But, it’s the prospect of rubbing shoulders with Galway, Roscommon and Meath which illustrates just competitive division 2 is going to be once again.
The Connacht pair slipped out of division 1 in contrasting fashion at the weekend, Galway coughing up a lead against Monaghan, who caught the Westerners at the death in extra-time.
Roscommon went under heavily to Armagh so return to the top tier, something that has been a noticeable yo-yo trend, promoted one year and relegated the following season.
Having hosted Down, Derry and Offaly in their last meetings, it’s expected Cork will have to travel next season, but Roscommon and Clare are due a visit to Pairc Ui Chaoimh, leaving the Meath and Galway fixtures to be sorted.
No matter what way you look at it, the 2022 league is set to be ultra competitive, just like the rest of the divisions, too.
Who could have predicted that Tipperary and Cavan, the reigning Munster and Ulster champions respectively, would start the defence of their titles as division 4 teams?
It’s some fall from grace following last winter’s heroics at opposite ends of the country, but is a further illustration of the strength of the league.
Cork’s next competitive outing is on July 10 against the winners of the Waterford-Limerick Munster championship tie on Saturday week in Dungarvan.
Limerick, who put a good showing in losing the division 3 promotion play-off to a hotly-fancied Derry, are expected to win and have Cork as visitors to the Gaelic Grounds for a Saturday afternoon throw-in.
Waterford were also in action at the weekend, but couldn’t take advantage of playing Antrim at the Fraher Field in the Division 4 promotion play-off as the visitors won with a bit to spare.

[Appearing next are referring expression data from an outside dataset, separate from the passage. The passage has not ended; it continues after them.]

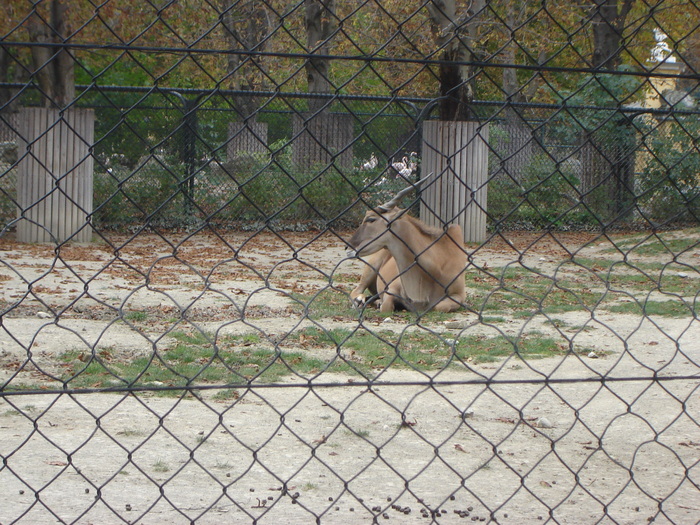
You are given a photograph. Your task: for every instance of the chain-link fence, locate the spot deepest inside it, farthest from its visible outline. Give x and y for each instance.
(185, 338)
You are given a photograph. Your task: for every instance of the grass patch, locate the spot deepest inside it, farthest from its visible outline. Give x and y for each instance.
(672, 308)
(136, 316)
(161, 466)
(239, 360)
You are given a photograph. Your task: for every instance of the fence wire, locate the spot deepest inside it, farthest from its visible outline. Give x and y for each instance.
(183, 338)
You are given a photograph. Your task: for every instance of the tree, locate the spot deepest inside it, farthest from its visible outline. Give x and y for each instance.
(453, 36)
(54, 66)
(245, 25)
(320, 23)
(608, 20)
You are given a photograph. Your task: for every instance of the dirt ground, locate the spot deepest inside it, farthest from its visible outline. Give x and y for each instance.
(506, 440)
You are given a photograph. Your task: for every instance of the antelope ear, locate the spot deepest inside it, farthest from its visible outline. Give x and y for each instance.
(383, 209)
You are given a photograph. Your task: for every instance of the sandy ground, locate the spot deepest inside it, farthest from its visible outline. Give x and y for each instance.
(509, 441)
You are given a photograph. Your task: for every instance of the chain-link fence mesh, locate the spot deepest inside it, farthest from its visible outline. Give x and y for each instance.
(183, 338)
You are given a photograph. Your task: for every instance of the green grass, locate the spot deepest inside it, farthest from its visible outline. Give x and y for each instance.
(664, 243)
(236, 361)
(670, 308)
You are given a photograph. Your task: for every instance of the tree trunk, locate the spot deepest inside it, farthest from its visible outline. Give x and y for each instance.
(53, 66)
(456, 79)
(245, 25)
(320, 23)
(608, 25)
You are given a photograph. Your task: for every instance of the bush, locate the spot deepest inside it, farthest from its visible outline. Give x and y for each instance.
(669, 180)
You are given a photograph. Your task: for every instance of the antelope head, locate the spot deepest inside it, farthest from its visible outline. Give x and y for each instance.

Cork will rest weary limbs and bones before gearing up for the championship.
“We will give the players a break for a few days because it will be the only opportunity we’ll have to do so,” said McCarthy.
“We will probably come back in on Thursday, but what you’ll find is it will be gentle enough for a week or so and then we’ll build up nicely to either Limerick or Waterford.
“Yet, it’s all going to come very quickly. That’s the nature of it now, but my over-riding emotion is that we will be in great shape coming into the championship.”
That’s based on the quick recovery powers of the many players suffering niggling strains which seem to have affected nearly every team this year.
Cork clearly need to resolve their obvious issues in defence with the concession of so many big scores like Westmeath’s 0-25 at the weekend and Clare’s 1-18 in the previous outing.
Getting players like Sean Powter, Daniel O’Mahony, Liam O’Donovan and Paul Ring back to full fitness will help in terms of personnel and the shape of the defence, too.
Cork have an abundance of scoring forwards, but the main priority now is shoring up things at the back.
The 2022 divisions are: Division 1: Dublin, Kerry, Tyrone, Donegal, Armagh, Monaghan, Mayo, Kildare.
Division 2: Cork, Clare, Meath, Down, Offaly, Roscommon, Galway, Derry.
Division 3: Limerick, Fermanagh, Wicklow, Longford, Louth, Antrim, Westmeath, Laois.
Division 4: Tipperary, Cavan, Waterford, Carlow, Wexford, Sligo, Leitrim, London.